It’s in your genes: a new method for cancer drug response prediction

One of the greatest challenges of current medicine is predicting how a patient will respond to a given drug. In an ideal world, where time, money and – most importantly – the patient’s well-being and survival are not an issue, we would simply either keep trying different treatments until hitting the jackpot, or perhaps harvest the patient’s cells and try a range of treatments in vitro. The problem is, of course, that the world is not ideal and such in vitro testing is usually not practical and, in general, especially in the case of many of the most debilitating diseases, patients often don’t have time to waste.

It is then not really surprising that many researchers have been trying for oh-so-many-decades to come up with efficient methods that can predict chemotherapeutic response. One of the most common ways of doing this at the moment is to use results from the given therapeutic’s clinical trial to construct a predictive gene panel. And these gene panels are effective, to a degree. One limitation, however, is that most panels are drug-specific, which makes them not that helpful in the great high-throughput-y scheme of things.

And some of the most interesting, and sometimes most scandalous, efforts have been directed at solving this problem in the last decade. To start with, a number of studies by Anil Potti published in the mid-2000s claimed to be able to predict clinical outcomes based on gene expression patterns. This enthusiasm, unfortunately, turned out to be a bit premature – a large number of Potti’s articles have since been retracted following allegations of irregularities.

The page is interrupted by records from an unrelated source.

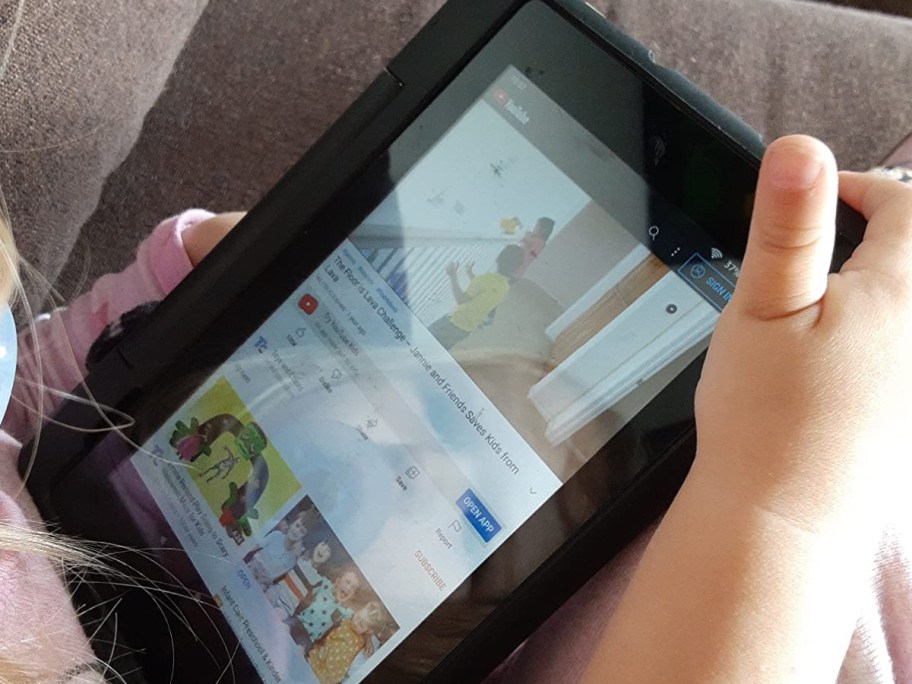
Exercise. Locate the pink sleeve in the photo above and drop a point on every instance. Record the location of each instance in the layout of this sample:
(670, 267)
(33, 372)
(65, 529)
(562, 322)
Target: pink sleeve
(52, 354)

source: flickr; viZZZual.com (CC BY)

More recently the topic returned in a different setting: one of the ‘DREAM’ challenges for computational biologists announced in 2012 was dedicated to finding a way of using genomic information to estimate sensitivity of cancer cell lines to a number of drugs. In general, projects such as the National Cancer Institute cancer sensitivity screen, which looked at the drug response in 60 cancer cell lines, or the Sanger Institute’s Genomics of Drug Sensitivity in Cancer (GDSC) effort, which looks at over a thousand cancer cell lines and their response to a few hundred or so therapeutics, are great resources for researchers trying to come up with a generic machine learning method capable of predicting clinical outcomes.

Recently, one such method was published by Julio Saez-Rodriguez and colleagues in PLOS ONE: these authors constructed a model which learns not only from GDSC drug sensitivity data, but also uses information on the effectiveness of therapeutics with a similar mechanism of action to predict in vitro drug sensitivity. While this model works extremely well for predicting sensitivity in cell lines, its application in a clinical setting is limited, since there usually is no or very little knowledge of the patient’s response to similar drugs.

Which is where a recent publication in Genome Biology by Stephanie Huang, Nancy Cox and Paul Geeleher comes in: in this article published last week the authors describe a model, also trained on the GDSC in vitro gene expression data, which predicts drug sensitivity in vivo. The model uses the patient’s baseline gene expression data and is tested on three independent clinical trial cohorts (docetaxel for breast cancer, bortezomic for myeloma, and erlotinif for NSCLC). For each of these trials, a prognostic gene panel has been constructed based on in vivo response to the drug. And yet, Huang et al. model is as efficient – and in some cases even more efficient – in predicting the outcomes, as these specific panels.

The Genome Biology article is only the beginning of the road to the clinical application of Huang et al.’s method. But it is a good and promising start, and we shall be looking forward to seeing what our readers make of it.